An innovative data collection method to eliminate the preprocessing phase in web usage mining
Ozkan Canay, Umit Kocabicak
TL;DR
This work tackles the preprocessing bottleneck in web usage mining by introducing a server-side, application-based logging API embedded in a three-tier CAWIS framework that collects and stores usage data as homogeneous relational records. The method eliminates the need for extensive preprocessing and provides complete data ownership and faster data collection, suitable for real-time analytics, web analytics, and AI-driven insights. Experimental results from a university web application demonstrate scalable data capture (e.g., 22,104 sessions and 161,672 pageviews in 24 hours) and rich multi-dimensional analyses across users, devices, IPs, and search behavior. While offering clear practical benefits for privacy-preserving, on-site data collection, the approach acknowledges limitations such as missing client-side screen data and outlines future ETL-driven data warehouse integration for long-term analytics.
Abstract
The underlying data source for web usage mining (WUM) is commonly thought to be server logs. However, access log files ensure quite limited data about the clients. Identifying sessions from this messy data takes a considerable effort, and operations performed for this purpose do not always yield excellent results. Also, this data cannot be used for web analytics efficiently. This study proposes an innovative method for user tracking, session management, and collecting web usage data. The method is mainly based on a new approach for using collected data for web analytics extraction as the data source in web usage mining. An application-based API has been developed with a different strategy from conventional client-side methods to obtain and process log data.

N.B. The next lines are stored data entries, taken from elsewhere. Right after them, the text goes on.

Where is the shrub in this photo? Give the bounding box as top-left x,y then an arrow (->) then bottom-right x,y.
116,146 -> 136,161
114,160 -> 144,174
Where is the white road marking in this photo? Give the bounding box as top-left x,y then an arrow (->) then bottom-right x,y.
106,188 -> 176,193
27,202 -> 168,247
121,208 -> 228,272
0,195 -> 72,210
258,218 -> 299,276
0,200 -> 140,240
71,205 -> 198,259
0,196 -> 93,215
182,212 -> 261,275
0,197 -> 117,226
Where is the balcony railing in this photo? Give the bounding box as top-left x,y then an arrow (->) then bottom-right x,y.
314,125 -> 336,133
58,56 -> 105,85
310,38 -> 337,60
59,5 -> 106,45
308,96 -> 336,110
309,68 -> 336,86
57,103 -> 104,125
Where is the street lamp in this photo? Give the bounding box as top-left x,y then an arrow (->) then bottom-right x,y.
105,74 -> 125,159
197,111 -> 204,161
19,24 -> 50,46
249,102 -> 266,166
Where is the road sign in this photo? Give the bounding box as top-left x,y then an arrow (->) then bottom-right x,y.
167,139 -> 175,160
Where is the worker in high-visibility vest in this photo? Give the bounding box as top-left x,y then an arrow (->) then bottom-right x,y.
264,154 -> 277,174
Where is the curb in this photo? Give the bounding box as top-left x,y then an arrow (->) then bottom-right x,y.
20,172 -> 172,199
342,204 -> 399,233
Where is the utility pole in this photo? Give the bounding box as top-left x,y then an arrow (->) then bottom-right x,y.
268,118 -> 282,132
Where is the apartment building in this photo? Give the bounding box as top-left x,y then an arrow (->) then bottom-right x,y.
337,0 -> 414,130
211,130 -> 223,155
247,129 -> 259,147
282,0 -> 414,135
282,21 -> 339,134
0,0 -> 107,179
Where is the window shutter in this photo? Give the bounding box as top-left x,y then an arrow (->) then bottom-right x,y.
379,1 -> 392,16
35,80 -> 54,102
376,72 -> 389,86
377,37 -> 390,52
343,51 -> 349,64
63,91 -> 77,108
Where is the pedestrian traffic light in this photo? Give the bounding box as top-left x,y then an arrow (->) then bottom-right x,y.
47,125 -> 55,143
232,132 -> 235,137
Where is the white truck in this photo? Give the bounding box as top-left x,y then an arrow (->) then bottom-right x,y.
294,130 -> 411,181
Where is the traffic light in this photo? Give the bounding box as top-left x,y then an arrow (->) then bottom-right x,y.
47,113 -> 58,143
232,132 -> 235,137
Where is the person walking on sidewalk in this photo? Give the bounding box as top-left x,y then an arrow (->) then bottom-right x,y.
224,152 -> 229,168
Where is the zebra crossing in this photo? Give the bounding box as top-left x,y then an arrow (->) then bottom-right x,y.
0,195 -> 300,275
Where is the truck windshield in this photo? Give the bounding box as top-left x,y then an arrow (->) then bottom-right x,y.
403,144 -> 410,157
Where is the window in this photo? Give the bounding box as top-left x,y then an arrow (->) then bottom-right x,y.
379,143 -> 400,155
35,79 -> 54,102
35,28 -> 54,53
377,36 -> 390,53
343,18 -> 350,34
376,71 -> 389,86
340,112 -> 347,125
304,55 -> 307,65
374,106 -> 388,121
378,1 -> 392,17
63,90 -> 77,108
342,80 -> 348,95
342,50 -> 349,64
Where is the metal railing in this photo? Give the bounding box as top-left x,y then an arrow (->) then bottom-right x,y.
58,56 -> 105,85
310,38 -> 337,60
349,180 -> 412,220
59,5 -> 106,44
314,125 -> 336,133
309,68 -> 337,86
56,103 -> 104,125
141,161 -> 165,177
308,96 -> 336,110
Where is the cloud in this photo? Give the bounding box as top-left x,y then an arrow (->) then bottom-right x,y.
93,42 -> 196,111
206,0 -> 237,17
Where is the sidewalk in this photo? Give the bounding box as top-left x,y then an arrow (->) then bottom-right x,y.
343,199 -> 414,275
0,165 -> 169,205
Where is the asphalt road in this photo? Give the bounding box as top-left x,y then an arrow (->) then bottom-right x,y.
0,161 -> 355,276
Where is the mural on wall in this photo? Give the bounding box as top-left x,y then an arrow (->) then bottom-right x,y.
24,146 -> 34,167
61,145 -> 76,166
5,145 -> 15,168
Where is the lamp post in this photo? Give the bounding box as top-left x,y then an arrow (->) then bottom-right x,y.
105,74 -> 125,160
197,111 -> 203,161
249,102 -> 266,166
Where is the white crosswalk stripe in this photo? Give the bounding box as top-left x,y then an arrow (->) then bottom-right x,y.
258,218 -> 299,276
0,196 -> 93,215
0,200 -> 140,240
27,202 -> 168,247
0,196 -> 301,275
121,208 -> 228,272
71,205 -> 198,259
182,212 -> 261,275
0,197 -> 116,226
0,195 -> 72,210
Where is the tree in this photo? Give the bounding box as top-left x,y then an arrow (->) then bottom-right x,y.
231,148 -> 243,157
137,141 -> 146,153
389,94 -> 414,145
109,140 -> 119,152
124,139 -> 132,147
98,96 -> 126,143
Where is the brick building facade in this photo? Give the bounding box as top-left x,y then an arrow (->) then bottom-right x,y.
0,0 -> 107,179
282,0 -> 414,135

The log data has been successfully gathered by integrating the technique into an enterprise web application. The results reveal that the homogeneous structured data collected and stored with this method is more convenient to browse, filter, and process than web server logs. This data stored on a relational database can be used effortlessly as a reliable data source for high-performance web usage mining activity, real-time web analytics, or a functional recommendation system.